Wie viele Gespräche habe ich mit Eltern vor oder unmittelbar nach der Taufe ihrer Kinder darüber geführt, dass es zwingend notwendig sei, die Kinder nachher am Leben der Kirche teilnehmen zu lassen. Doch egal wie viel Zeit man sich für sie nimmt, ganz gleich mit welch einer Überzeugungskraft man es ihnen darreicht, auch völlig unbenommen davon, ob man sie mit kostenloser Literatur ausstattet – am Ende hängt alles davon ab, ob die Menschen tatsächlich das Reich Gottes suchen oder ob sie stattdessen nur irdischen Wohlergehen für sich und ihre Lieben anstreben. Das eine ist Glaube, das andere hingegen ist Aberglaube, der seine Wurzeln im Heidentum hat.
Es ist völlig naiv zu glauben, man könne (besonders in der heutigen Zeit!) den diffusen „Glauben“, den man von der Großeltern vererbt bekommen hat, 1:1 an die Kinder bzw. Enkelkinder weitergeben. Bei Begräbnissen solcher Menschen, die sich zwar selbst für gläubig hielten, aber nicht aktiv danach lebten, beobachte ich beim Abschiednehmen nach der Grabniederlegung, dass die älteren Frauen meistens noch ein paar wenige Worte des Gebets um das Seelenheil sprechen, die mittlere Generation sich vielleicht gerade noch zu bekreuzigen weiß, während die Kinder und Jugendlichen überhaupt keinen Glauben mehr haben. Ein „Na ja, vielleicht gibt es da was da oben“ ist für mich kein Glaube, weil vollkommen wertlos vor Gott, sinnentleert für die Betreffenden selbst und im geistlichen Sinne überhaupt nicht zielführend. Dieses Wischi-Waschi hat überhaupt keinen Einfluss auf die äußere Lebensführung, geschweige denn, auf das Seelenleben des Menschen. Wenn Gott nämlich aus Sicht der Betreffenden weiter entfernt als der Mars ist, kommt man eben gar nicht erst auf den Gedanken, Ihn vielleicht in der nächstgelegenen orthodoxen Kirche zu suchen. Gott ist zwar nach wie vor dank Omas Kindheitserzählungen „im Herzen“, aber alles andere im Leben hat Ihm gegenüber Vorrang.
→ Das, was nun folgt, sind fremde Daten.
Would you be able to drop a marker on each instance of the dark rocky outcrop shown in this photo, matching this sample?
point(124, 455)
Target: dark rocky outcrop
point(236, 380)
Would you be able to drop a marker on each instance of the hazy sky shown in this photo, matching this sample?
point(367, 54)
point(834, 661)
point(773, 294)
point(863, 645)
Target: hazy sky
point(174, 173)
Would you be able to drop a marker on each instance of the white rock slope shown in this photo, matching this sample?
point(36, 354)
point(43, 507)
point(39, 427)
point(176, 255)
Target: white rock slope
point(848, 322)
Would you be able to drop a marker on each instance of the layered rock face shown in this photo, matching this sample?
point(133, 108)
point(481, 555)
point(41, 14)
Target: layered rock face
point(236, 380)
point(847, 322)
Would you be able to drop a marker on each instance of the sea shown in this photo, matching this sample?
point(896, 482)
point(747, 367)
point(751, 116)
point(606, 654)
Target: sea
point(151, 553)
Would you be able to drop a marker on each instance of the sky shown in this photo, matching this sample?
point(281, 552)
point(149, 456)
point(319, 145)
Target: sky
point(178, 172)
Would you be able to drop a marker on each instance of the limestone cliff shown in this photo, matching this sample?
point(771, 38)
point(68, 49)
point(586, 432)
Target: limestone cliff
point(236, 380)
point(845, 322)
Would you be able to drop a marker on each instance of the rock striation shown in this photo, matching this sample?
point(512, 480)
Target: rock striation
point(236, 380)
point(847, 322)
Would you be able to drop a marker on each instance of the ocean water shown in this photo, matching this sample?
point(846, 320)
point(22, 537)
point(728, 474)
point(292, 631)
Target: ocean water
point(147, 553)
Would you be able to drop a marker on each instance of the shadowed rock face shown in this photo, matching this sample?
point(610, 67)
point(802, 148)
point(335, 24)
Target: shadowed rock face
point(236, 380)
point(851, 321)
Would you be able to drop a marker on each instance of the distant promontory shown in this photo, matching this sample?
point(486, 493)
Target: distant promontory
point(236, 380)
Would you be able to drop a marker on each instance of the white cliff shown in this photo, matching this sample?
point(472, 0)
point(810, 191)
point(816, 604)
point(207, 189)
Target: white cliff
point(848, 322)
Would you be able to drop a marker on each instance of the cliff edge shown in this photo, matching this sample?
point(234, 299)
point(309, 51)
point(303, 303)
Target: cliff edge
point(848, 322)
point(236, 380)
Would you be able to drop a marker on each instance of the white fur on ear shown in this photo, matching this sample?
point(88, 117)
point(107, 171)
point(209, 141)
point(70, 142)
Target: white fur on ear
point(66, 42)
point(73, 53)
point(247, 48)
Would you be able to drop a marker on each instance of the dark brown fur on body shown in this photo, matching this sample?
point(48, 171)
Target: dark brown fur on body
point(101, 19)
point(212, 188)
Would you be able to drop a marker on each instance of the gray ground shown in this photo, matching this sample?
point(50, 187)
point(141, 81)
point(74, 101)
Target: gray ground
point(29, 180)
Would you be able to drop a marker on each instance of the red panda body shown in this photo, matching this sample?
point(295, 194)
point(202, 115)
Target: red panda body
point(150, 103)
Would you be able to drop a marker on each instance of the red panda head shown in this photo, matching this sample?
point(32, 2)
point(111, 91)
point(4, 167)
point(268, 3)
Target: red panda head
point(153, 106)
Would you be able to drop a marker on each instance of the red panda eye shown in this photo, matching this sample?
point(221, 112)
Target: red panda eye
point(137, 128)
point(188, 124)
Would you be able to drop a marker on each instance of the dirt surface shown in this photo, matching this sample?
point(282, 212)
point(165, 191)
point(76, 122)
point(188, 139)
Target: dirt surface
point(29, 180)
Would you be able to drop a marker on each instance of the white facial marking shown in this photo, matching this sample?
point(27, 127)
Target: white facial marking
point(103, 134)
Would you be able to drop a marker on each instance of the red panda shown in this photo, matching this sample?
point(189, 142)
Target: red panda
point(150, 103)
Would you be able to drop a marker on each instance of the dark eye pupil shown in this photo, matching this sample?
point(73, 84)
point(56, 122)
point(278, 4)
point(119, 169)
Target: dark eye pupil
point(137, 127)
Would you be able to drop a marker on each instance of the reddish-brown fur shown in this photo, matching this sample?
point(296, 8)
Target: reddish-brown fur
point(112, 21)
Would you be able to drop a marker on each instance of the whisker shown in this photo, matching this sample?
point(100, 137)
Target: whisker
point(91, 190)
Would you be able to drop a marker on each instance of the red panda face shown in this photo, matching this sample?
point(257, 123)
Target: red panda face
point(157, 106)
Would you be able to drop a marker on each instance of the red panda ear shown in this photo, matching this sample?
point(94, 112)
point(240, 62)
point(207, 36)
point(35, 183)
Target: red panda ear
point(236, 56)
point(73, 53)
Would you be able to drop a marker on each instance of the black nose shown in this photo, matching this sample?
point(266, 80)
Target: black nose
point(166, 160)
Das Wunder der Speisung der Menschenmassen in der Einöde zeigt uns, dass alle irdischen Probleme mit Gottes Beistand gelöst werden können. Gott kommt auch denen zu Hilfe, die erst sehr, sehr spät – in größter Not – zu Ihm kommen, aber nur, wenn dies aus reinem Herzen, voller Reue und Demut geschieht. Aber noch besser ist es, wenn wir alle Gott gegenüber „in Vorleistung treten“, d.h. Seinen Willen auch dann erfüllen, wenn sich kein sofort erkennbarer irdischer Vorteil absehen lässt bzw. wenn uns keine ausweglose Situation nach einem allerletzten Rettungsanker dazu veranlasst. Gott will uns stets das Notwendige zum Leben geben (s. Mt. 6:32; Lk. 12:30). Notfalls ist Er sogar bereit, uns aus dem ärgsten selbstverschuldeten Schlamassel herauszuholen. Aber noch viel mehr will Gott, dass wir uns von uns aus nach den himmlischen Gütern sehen und diese im vollkommenen Glauben an die Mildherzigkeit Gottes anstreben. Im Sinne des eingangs Gesagten heißt das: „Seid demütig, friedfertig und geduldig, ertragt einander in Liebe, und bemüht euch, die Einheit des Geistes zu wahren durch den Frieden, der euch zusammenhält“ (Eph. 4:2-3). Amen.